Peptide Folding Rates from Single-Molecule Residence Time Measurements
Grant A. Myers,
Daniel A. Gacek, Eric M. Peterson, Christopher B. Fox,
Joel M. Harris, and Stephan J. Stranick
The binding of glucagon-like peptide-1 (GLP-1) to a planar phospholipid bilayer is measured using single-molecule total internal reflection fluorescence microscopy. From several reports in the literature, GLP-1 has been shown to be a random coil in free solution, adopting a folded, α-helix conformation when intercalated into membrane environments. Single-molecule fluorescence measurements of GLP-1 binding to supported lipid bilayers show evidence of two populations of membrane-associated molecules having different residence times, suggesting weakly adsorbed peptides and strongly bound peptides in the lipid bilayer. The path to and from a strongly bound (folded, intercalated) state would likely include an adsorbed state as an intermediate, so that the resulting kinetics would correspond to a consecutive first-order reversible three-state model.

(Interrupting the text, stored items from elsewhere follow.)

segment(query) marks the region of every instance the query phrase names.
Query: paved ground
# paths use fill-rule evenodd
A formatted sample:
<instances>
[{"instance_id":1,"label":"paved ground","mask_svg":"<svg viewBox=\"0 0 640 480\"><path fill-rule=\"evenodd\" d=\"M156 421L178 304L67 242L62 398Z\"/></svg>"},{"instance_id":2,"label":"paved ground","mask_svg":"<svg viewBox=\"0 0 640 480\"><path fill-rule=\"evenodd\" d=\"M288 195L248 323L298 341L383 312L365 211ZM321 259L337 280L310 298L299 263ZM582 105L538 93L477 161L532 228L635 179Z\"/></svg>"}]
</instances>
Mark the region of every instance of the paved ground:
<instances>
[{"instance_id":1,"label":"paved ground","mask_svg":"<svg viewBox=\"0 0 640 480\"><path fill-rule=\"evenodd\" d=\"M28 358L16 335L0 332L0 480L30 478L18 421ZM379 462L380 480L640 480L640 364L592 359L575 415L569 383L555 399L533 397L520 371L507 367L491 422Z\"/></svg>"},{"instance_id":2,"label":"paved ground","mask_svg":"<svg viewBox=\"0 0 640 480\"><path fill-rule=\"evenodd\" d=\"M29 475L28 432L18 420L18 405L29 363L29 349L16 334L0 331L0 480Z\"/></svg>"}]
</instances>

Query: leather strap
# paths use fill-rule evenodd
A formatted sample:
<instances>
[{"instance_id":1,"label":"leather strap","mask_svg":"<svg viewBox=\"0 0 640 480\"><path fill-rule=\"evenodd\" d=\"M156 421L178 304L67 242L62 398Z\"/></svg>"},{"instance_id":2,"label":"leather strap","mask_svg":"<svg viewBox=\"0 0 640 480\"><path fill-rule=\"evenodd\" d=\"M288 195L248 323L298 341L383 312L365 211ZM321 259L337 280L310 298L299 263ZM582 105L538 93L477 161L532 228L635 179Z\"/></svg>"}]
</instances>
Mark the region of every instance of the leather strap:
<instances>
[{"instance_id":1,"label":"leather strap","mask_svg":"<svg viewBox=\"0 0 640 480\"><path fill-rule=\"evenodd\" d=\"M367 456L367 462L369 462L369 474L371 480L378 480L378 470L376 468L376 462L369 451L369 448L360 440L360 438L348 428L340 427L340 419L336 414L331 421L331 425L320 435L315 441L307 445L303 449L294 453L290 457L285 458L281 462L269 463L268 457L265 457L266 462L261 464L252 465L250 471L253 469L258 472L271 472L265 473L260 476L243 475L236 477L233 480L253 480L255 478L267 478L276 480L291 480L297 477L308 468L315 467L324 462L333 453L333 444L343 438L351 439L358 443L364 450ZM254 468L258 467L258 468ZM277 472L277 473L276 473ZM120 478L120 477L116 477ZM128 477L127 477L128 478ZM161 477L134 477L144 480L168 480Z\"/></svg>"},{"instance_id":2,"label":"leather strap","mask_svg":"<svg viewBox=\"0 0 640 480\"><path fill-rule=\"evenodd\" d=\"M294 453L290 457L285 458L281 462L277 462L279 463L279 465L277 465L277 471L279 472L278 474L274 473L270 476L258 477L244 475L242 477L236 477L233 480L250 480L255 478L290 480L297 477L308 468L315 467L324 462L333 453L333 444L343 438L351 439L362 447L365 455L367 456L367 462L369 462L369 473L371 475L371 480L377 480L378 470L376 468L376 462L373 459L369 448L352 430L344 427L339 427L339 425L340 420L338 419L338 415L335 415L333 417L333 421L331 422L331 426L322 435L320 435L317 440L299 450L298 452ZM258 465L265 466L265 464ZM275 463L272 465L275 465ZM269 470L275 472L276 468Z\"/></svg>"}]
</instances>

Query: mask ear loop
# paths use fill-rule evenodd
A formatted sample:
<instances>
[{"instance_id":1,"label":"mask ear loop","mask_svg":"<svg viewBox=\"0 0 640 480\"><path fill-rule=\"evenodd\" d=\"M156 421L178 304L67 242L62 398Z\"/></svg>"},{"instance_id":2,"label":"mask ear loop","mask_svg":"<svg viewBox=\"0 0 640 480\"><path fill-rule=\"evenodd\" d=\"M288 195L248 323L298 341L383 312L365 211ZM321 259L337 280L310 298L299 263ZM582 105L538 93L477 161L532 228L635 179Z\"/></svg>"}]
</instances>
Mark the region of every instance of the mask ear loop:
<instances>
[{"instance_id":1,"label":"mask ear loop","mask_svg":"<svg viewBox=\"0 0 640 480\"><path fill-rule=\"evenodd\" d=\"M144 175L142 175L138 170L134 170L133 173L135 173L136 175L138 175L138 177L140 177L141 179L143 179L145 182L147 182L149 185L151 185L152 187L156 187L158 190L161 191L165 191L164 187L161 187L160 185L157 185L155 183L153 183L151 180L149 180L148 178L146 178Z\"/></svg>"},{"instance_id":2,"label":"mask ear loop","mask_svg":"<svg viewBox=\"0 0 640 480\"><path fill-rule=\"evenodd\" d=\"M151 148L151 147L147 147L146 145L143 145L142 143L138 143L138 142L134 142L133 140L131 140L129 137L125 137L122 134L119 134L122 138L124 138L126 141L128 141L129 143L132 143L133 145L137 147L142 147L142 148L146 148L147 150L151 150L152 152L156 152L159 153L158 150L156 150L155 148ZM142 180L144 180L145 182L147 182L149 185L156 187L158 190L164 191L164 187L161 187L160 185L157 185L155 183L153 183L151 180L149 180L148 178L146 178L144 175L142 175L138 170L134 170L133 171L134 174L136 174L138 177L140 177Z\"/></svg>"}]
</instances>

In this work, the relationships between measured single-molecule residence times and the microscopic rates in a three-state kinetic model are derived and used to interpret the binding of GLP-1 to a supported lipid bilayer. The system of differential equations associated with the proposed consecutive-three state kinetics scheme is solved, and the solution is applied to interpret histograms of single-molecule, GLP-1 residence times in terms of the microscopic rates in the sequential two-step model. These microscopic rates are used to estimate the free energy barrier to adsorption, the fraction of peptides adsorbing to the membrane surface that successfully intercalate in the bilayer, the lifetime of inserted peptides in the membrane, and the free energy change of insertion into the lipid bilayer from the adsorbed state. The transition from a random coil in solution to a folded state in a membrane has been recognized as a common motif for insertion of membrane active peptides. Therefore, the relationships developed here could have wide application to the kinetic analysis of peptide–membrane interactions. In future work at the National Institute of Standards and Technology, super-resolution coherent anti-Stokes Raman scattering (CARS) and structured illumination microscopies will be used to further characterize the interactions of molecules with supported lipid bilayers.